Invisible Women
- Director: Alice Smith
- Producer: Joseph Ingham
CGiii Comment
What a wonderful film...
History re-discovered, memories re-lived, battle fought...hear the women who paved the way for the freedoms we all enjoy today.
It's emotional, it's spirited...it's inspirational.
A [lengthy] standing ovation...to each and all.
Watch...
INVISIBLE WOMEN from Alice Smith on Vimeo.
The(ir) Blurb...
INVISIBLE WOMEN is a short documentary (25mins) exploring the untold story of the North West’s LGBTQ past over the last 50 years through two women’s incredible journey rebellion and activism.

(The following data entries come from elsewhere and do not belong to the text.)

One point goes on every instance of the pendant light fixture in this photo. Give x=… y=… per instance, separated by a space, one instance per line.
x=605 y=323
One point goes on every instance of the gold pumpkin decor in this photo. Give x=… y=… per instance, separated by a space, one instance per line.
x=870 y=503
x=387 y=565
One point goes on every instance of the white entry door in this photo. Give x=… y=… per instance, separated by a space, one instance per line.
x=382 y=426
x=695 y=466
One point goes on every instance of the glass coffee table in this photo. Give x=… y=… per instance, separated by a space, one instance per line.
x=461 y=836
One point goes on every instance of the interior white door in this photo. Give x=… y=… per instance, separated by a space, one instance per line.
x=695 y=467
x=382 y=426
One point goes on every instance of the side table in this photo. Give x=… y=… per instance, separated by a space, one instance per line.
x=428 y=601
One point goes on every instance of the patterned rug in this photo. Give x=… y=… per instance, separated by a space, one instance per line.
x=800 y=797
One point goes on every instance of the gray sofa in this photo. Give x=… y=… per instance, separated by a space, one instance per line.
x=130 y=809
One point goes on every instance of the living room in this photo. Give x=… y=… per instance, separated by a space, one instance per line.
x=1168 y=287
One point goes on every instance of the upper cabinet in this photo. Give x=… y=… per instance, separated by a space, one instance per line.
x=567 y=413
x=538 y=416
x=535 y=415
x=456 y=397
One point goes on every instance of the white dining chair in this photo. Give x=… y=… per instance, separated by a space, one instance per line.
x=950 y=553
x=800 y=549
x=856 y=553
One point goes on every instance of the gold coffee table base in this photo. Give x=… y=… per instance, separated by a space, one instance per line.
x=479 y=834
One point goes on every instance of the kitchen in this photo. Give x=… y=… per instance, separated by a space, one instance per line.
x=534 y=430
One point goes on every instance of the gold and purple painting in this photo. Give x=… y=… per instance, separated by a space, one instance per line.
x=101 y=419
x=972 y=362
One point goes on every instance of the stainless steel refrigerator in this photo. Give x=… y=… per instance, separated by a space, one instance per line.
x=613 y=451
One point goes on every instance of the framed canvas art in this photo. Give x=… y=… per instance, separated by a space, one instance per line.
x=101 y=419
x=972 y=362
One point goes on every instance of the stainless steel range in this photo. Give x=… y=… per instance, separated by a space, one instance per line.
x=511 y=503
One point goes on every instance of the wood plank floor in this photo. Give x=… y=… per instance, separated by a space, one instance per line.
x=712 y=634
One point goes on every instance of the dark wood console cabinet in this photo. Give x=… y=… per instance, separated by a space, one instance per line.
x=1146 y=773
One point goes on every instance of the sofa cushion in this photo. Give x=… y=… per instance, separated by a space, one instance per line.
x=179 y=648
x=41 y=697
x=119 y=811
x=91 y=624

Angela Cooper and Luchia Fitzgerald have spent the last half a century fighting for their rights as women and as lesbians.
Their work has revolutionised Manchester whilst transforming the lives of thousands of women and yet no record of them exists in the city’s archives; theirs is a story that risked disappearing from history. Until now.
Manchester, 1969: Luchia, a teenage Lesbian runaway from Ireland struggles to survive on the streets of Manchester. She’s arrested and sent for a lobotomy to cure her of her “deviant sexual tendencies”. Luchia escapes the lobotomy to seek solace in the New Union, a pub at the epicentre of Manchester’s underground gay community.
Luchia is at her lowest ebb when she hears a female student at the next table giving voice to every frustration she felt; Luchia pulls up a chair to listen. That student was Angela and this chance encounter sparked a relationship that has endured fifty years of euphoric highs and earth-shattering lows.
2017 witnessed a rich variety of programmes and films that explored the 50 years since the partial decriminalisation of homosexuality. However, the vast majority of this work focused almost exclusively on the experience of white, middle-class gay men from London. The women’s story, and particularly the story of regional working-class women, has largely been ignored.
Whilst the film is ostensibly about Angela and Luchia's personal and political journey we are using their relationship to explore Manchester and, in particular, the forgotten and, up until now, untold story of the North West’s LGBTQ past through a working class lens of rebellion and activism which is still alive today: Angela and Luchia are still very much fighting for their rights and the rights of LGBTQ people in Manchester.